Diversification Opportunities for Ultra Nasdaq and Jacob Small
0.91 | Correlation Coefficient |
Almost no diversification
The 3 months correlation between Ultra and Jacob is 0.91. Overlapping area represents the amount of risk that can be diversified away by holding Ultra Nasdaq 100 Profunds and Jacob Small Cap in the same portfolio, assuming nothing else is changed. The correlation between historical prices or returns on Jacob Small Cap and Ultra Nasdaq is a relative statistical measure of the degree to which these equity instruments tend to move together. The correlation coefficient measures the extent to which returns on Ultra Nasdaq 100 Profunds are associated (or correlated) with Jacob Small. Values of the correlation coefficient range from -1 to +1, where. The correlation of zero (0) is possible when the price movement of Jacob Small Cap has no effect on the direction of Ultra Nasdaq i.e., Ultra Nasdaq and Jacob Small go up and down completely randomly.
Pair Corralation between Ultra Nasdaq and Jacob Small
Assuming the 90 days horizon Ultra Nasdaq is expected to generate 1.7 times less return on investment than Jacob Small. But when comparing it to its historical volatility, Ultra Nasdaq 100 Profunds is 1.18 times less risky than Jacob Small. It trades about 0.2 of its potential returns per unit of risk. Jacob Small Cap is currently generating about 0.29 of returns per unit of risk over similar time horizon. If you would invest 2,075 in Jacob Small Cap on May 31, 2025 and sell it today you would earn a total of 760.00 from holding Jacob Small Cap or generate 36.63% return on investment over 90 days.

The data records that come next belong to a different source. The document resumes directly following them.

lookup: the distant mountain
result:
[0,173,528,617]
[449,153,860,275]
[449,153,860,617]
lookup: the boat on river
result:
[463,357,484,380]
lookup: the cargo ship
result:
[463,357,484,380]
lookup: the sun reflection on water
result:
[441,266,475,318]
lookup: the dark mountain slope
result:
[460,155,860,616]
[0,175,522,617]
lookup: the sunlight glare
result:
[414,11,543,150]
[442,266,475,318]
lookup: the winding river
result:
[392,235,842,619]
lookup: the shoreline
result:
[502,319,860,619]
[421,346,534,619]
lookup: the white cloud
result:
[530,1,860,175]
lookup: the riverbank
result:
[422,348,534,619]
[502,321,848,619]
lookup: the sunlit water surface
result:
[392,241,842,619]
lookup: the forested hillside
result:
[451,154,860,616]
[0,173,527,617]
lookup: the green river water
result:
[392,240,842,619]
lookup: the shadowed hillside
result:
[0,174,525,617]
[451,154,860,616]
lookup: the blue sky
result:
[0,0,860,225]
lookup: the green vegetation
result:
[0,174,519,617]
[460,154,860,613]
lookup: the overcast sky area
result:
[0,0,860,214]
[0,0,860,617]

Time Period | 3 Months [change] |
Direction | Moves Together |
Strength | Very Strong |
Accuracy | 98.41% |
Values | Daily Returns |
Ultra Nasdaq 100 Profunds vs. Jacob Small Cap
Performance |
Timeline |
Ultra Nasdaq 100 |
Jacob Small Cap |
Ultra Nasdaq and Jacob Small Volatility Contrast
Predicted Return Density |
Returns |
Pair Trading with Ultra Nasdaq and Jacob Small
The main advantage of trading using opposite Ultra Nasdaq and Jacob Small positions is that it hedges away some unsystematic risk. Because of two separate transactions, even if Ultra Nasdaq position performs unexpectedly, Jacob Small can make up some of the losses. Pair trading also minimizes risk from directional movements in the market. For example, if an entire industry or sector drops because of unexpected headlines, the short position in Jacob Small will offset losses from the drop in Jacob Small's long position.Ultra Nasdaq vs. Ultrabull Profund Investor | Ultra Nasdaq vs. Profunds Ultrashort Nasdaq 100 | Ultra Nasdaq vs. Ultrasmall Cap Profund Ultrasmall Cap | Ultra Nasdaq vs. Ultramid Cap Profund Ultramid Cap |
Jacob Small vs. Putnam Convertible Securities | Jacob Small vs. Virtus Convertible | Jacob Small vs. Rationalpier 88 Convertible | Jacob Small vs. Columbia Convertible Securities |
Check out your portfolio center.Note that this page's information should be used as a complementary analysis to find the right mix of equity instruments to add to your existing portfolios or create a brand new portfolio. You can also try the Idea Analyzer module to analyze all characteristics, volatility and risk-adjusted return of Macroaxis ideas.